Levitan found herself drawn to the piano early on.
“I’ve been playing since I was very young. Any time I was near a piano in a store or at a friend’s house I would ask if I could play. My mom’s friend suggested that she get an old piano for the summer and if I spent the summer playing then she would know I was really interested. I’ve never been off it for a day since. I started lessons at age six and the teacher I had at that point was with me right through me getting my degree,” says Levitan who received her performance diploma from the Royal Conservatory of Music when she was 18.
“That meant that I had a college diploma before I had my high school diploma,” she says. “But I worked very hard for that. I didn’t have a job in high school because I practiced three to four hours a day, so that was my job. As soon as I was done, I started teaching and performing. I did a lot of theatre work through my twenties. I’m currently at Calvin Presbyterian Church as the organist. I really enjoy the teaching aspect though; it has changed a lot, mainly because expectations have changed.”
“When I was younger, the expectation was that you would get your diploma and that doesn’t exist as much,” Levitan continues.
“Parents are putting their kids in now as a way to just enjoy the music, and I think that has come out of generations that have had a very strict upbringing in their musical backgrounds. It’s just a different viewpoint.”
However, Levitan still has many students that are working toward those certification goals and during the pandemic, teaching and making sure they were hitting the right notes and perfecting their craft was challenging because of the quality of internet connection.
“I have had to lower the standards and expectations and be ok with it,” says Levitan.
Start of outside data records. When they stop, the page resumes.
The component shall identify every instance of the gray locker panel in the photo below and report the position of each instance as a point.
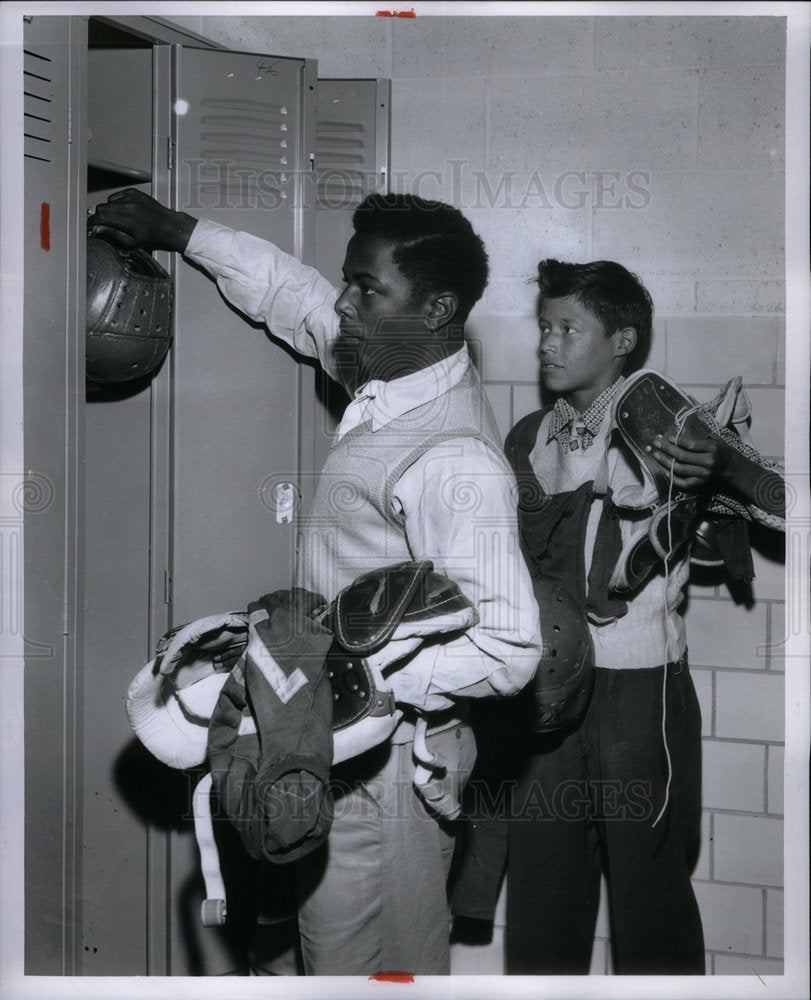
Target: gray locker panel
(351, 161)
(119, 108)
(51, 497)
(236, 405)
(126, 540)
(236, 394)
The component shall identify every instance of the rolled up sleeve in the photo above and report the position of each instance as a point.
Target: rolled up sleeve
(294, 301)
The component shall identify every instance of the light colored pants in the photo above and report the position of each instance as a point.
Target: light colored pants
(373, 898)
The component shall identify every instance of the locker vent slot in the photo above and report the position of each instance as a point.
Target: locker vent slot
(344, 162)
(244, 146)
(37, 105)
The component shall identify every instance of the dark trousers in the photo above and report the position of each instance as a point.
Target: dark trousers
(587, 803)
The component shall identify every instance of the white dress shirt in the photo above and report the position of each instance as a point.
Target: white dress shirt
(457, 500)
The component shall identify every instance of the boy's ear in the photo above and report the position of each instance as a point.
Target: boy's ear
(443, 308)
(626, 341)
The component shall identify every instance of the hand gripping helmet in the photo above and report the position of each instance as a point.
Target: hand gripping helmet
(129, 313)
(563, 681)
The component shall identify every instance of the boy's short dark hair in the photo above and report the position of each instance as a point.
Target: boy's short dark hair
(615, 296)
(436, 247)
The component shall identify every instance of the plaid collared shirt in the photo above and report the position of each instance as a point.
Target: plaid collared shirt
(575, 430)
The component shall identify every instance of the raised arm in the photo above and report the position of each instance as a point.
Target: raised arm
(266, 284)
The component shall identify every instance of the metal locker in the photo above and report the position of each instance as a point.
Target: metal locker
(50, 490)
(141, 480)
(242, 159)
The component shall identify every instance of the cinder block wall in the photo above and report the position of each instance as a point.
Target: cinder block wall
(657, 142)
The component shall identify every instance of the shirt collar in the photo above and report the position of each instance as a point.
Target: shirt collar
(564, 414)
(392, 399)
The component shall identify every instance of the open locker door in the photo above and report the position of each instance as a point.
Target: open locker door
(241, 159)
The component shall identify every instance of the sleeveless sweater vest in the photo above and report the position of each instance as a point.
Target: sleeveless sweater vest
(352, 527)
“The reality is that even with the best quality online chat technology you lose the nuances, you lose the energy of the live musical experience. Last week I had a student whose set up wouldn’t allow me to be able to see their foot pedals and I was trying to figure out if they were pedaling exactly where I wanted them to, but the way that the sound was blending together through Zoom didn’t sound exactly right. I had to tell them ‘I think you’re playing it well, but I’m not quite sure, so maybe just double check it this week because I’m not sure to be honest.’”
Levitan adds this isn’t the first time she has offered online lessons, but says it was few and far between where she made that exception and adds, “I always said I never want to do that full-time and yet here I am!”
Levitan says it was a huge let down in the spring when they learned the Kiwanis Festival was going to have to be cancelled.
“I admit I had a lot of tears when that happened and that just became the word of the day, and a lot of my students had been working hard and getting ready to perform and it just wasn’t going to happen.”
However, in November they were able to host their annual Honour Recital online. This is where the students that received the highest marks in their Royal Conservatory of Music Examinations were honoured and celebrated.
“There absolutely was a sense of relief for my students who were at least able to do something while everything else was shut down,” says Levitan.
She adds that was a big reason for keeping the lessons going.
“I felt it was very important that music is not only something they achieve, but it also becomes therapy. It helps you get through other things in life.”